By Anthony Danial and Tamara Milicevic
Canada is in the midst of a national opioid crisis. It is a public health emergency that crosses cultural, socioeconomic, age and gender barriers. Management of this has been multi-pronged from federal and provincial actions, to regulatory bodies, hospitals, and community-driven initiatives. In 2018, Holland Bloorview Kids Rehabilitation Hospital decided to take action to provide client and family-friendly information that explained some of the potential realities of these medications to align with Canada’s national initiative. The hospital’s “Opioid medication safety guide” has been instrumental in supporting clinicians with Health Canada’s regulatory changes around dispensing these medications.
Health Canada required practice change
In an effort to provide greater caution regarding opioid use, Canada’s Food and Drug Regulations were amended in October 2018. This meant that a warning sticker and patient information handout had to be provided to patients at the time of sale in community pharmacies, with all prescription opioids. However, opioids provided during hospitalizations, under the supervision of a prescriber, are exempt from this requirement. Rehabilitation hospitals fall somewhere in between. Patients are admitted to the hospital, but often are encouraged to go home on weekend passes. When they do, the inpatient pharmacy provides all of the required medications for their time at home, including opioids.
As part of a multimodal approach to pain management, opioids are used in conjunction with non-medication strategies such as physiotherapy and psychological strategies supported by child-life and therapeutic recreation specialists. An example of this approach can be seen through Holland Bloorview’s Get Up and Go program, in partnership with The Hospital for Sick Children, for persistent pediatric pain.
For the inpatient population, opioids are most commonly used post operatively after orthopedic surgery to help with pain management during the rehabilitation process. When stable and safe to go home for weekend passes, clients at Holland Bloorview are provided with their regular medications, including pain management medications if needed.
Connecting the system through collaboration
Holland Bloorview was purposely mindful about how to incorporate the warning sticker and Health Canada patient information handout into its practice.
“Our aim was to balance safe and effective opioid use with the new regulations,” said Nathan Ho, director of pharmacy services at Holland Bloorview. “We knew that for our specialized pediatric population, the sticker and handout had to be accompanied by education and a very tailored message.”

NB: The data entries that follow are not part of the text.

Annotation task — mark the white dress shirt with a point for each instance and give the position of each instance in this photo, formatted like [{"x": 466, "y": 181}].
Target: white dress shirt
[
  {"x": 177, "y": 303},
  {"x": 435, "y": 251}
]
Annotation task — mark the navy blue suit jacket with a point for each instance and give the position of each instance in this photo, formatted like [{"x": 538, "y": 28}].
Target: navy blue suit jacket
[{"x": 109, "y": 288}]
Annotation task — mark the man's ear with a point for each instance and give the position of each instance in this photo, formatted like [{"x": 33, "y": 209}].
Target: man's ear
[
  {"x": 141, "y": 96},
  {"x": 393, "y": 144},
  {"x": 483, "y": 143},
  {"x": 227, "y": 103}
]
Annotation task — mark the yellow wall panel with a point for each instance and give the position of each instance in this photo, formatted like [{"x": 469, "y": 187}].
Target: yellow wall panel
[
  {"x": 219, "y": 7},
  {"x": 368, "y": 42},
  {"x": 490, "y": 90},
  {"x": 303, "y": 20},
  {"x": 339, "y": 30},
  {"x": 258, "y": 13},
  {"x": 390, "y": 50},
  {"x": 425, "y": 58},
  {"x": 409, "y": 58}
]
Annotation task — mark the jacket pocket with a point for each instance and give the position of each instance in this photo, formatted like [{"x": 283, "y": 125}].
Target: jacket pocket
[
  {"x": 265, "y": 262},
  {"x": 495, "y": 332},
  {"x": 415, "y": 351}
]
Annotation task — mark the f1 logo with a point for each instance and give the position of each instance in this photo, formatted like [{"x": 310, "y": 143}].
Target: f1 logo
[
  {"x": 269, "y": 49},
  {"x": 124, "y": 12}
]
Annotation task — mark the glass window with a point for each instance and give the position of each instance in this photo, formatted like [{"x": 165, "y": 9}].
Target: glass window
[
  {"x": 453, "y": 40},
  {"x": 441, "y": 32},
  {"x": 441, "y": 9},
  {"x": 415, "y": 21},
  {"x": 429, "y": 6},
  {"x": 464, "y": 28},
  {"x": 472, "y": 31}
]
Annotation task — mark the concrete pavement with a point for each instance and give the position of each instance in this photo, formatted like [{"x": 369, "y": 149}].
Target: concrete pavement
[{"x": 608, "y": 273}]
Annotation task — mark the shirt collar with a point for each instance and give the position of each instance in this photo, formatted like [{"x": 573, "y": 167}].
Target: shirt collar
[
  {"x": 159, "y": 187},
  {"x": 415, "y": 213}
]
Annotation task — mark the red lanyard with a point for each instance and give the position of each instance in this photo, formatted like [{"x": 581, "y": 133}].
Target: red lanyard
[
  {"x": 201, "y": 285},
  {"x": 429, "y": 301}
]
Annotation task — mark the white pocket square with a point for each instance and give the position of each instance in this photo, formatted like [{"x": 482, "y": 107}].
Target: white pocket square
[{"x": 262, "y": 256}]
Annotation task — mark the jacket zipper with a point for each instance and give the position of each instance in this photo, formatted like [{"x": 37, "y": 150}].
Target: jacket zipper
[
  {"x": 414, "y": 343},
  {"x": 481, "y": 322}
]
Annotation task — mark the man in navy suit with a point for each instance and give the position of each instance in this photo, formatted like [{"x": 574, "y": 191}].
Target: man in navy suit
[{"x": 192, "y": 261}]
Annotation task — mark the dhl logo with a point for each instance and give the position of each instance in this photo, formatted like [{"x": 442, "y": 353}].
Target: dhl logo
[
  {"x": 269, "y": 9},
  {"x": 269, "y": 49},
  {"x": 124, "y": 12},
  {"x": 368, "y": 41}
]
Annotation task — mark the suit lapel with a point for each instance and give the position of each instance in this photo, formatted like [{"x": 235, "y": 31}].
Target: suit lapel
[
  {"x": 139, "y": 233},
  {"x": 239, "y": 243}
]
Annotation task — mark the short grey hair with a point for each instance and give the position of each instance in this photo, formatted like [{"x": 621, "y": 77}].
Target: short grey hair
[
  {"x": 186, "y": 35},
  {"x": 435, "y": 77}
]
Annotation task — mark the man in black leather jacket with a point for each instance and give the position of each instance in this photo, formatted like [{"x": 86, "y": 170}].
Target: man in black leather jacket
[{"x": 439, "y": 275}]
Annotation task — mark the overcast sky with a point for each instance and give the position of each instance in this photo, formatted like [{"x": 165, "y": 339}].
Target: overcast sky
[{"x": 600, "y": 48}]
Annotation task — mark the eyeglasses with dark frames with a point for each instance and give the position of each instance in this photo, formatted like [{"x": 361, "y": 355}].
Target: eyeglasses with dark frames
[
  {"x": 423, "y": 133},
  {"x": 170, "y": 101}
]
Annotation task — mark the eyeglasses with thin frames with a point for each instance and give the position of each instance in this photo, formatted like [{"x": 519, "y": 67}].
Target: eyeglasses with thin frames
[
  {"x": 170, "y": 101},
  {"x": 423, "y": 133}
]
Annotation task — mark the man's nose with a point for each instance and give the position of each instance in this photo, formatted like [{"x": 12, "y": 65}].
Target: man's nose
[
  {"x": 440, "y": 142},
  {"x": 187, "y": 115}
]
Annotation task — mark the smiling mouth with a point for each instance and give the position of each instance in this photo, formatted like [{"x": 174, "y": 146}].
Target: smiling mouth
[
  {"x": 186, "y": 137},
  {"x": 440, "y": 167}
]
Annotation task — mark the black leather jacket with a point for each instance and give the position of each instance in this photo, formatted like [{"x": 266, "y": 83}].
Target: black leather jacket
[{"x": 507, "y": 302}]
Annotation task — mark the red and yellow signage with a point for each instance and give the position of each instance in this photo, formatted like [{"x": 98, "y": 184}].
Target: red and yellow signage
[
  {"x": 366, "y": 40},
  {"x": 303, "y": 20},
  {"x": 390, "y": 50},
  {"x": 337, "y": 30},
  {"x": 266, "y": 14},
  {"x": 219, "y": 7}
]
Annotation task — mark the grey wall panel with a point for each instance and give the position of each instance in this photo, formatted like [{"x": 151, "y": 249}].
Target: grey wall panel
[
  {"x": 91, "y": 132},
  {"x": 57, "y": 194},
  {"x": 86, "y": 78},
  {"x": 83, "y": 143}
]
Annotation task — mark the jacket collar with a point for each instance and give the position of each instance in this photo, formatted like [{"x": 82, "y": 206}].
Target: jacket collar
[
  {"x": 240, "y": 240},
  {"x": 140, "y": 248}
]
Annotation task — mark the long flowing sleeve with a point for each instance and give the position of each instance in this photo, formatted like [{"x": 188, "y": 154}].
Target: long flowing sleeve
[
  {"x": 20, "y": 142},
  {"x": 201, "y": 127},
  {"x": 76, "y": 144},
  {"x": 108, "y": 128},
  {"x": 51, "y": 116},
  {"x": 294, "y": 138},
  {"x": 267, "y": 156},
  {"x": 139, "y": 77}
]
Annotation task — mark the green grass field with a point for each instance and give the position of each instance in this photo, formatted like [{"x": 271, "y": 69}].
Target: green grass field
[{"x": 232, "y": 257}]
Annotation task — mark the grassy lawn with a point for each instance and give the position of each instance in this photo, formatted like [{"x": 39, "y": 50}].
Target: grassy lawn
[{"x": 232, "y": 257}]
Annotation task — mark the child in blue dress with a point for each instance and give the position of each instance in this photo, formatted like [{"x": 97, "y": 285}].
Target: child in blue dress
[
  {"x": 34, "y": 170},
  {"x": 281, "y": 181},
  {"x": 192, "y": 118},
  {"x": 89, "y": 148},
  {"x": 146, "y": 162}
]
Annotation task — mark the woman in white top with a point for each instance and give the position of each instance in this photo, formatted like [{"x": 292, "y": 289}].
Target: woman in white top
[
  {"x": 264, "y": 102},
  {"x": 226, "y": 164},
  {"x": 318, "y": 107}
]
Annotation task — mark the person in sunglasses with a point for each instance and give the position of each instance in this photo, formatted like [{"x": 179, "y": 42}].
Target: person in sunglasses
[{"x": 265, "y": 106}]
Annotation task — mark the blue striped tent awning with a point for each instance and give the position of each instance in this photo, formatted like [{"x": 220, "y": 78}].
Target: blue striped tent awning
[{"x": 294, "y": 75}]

By forming an interdisciplinary working group of pharmacists, prescribers, nurses, clinical managers and collaborative practice leads, the hospital created a client and family-friendly opioid medication safety guide. The colourful, one-page tip sheet helps contextualize the Health Canada messaging for its pediatric clients and sends the message that opioids can be used safely to help manage pain when monitored by health care providers, stored safely and taken as prescribed. This is especially important for post-operative clients whose opioids have been titrated and stabilized before the start of weekend passes.
The safety guide, written in client-friendly language and reviewed by Holland Bloorview’s health literacy team, also highlights some common side effects and who best to speak to at the hospital regarding questions or concerns. The Health Canada mandatory information handout still accompanies each of the Holland Bloorview-created safety guides.
Medication management requires having important conversations
The opioid medication safety guide is now incorporated into a standard process at Holland Bloorview where the client’s nurse reviews the safety guide and Health Canada handout, along with all of the medications that are being sent for the weekend.
Also, as part of regular patient follow up and care, the pharmacists on the inpatient units use the opioid medication safety guide to provide education to families. And on the orthopedic post-operative rehab unit, opioids are regularly discussed with families on admission, reassessed and doses adjusted and weaned prior to discharge.
“The opioid safety guide has proved to be a useful communication tool, a conversation starting point and a resource for patients and families,” said Sarah Rumbolt, clinical resource leader at Holland Bloorview. “It helps families understand how opioids can be taken safely to support their child’s rehabilitation.”
Anthony Danial is a collaborative practice leader and Tamara Milicevic is a clinical pharmacy coordinator at Holland Bloorview Kids Rehabilitation Hospital.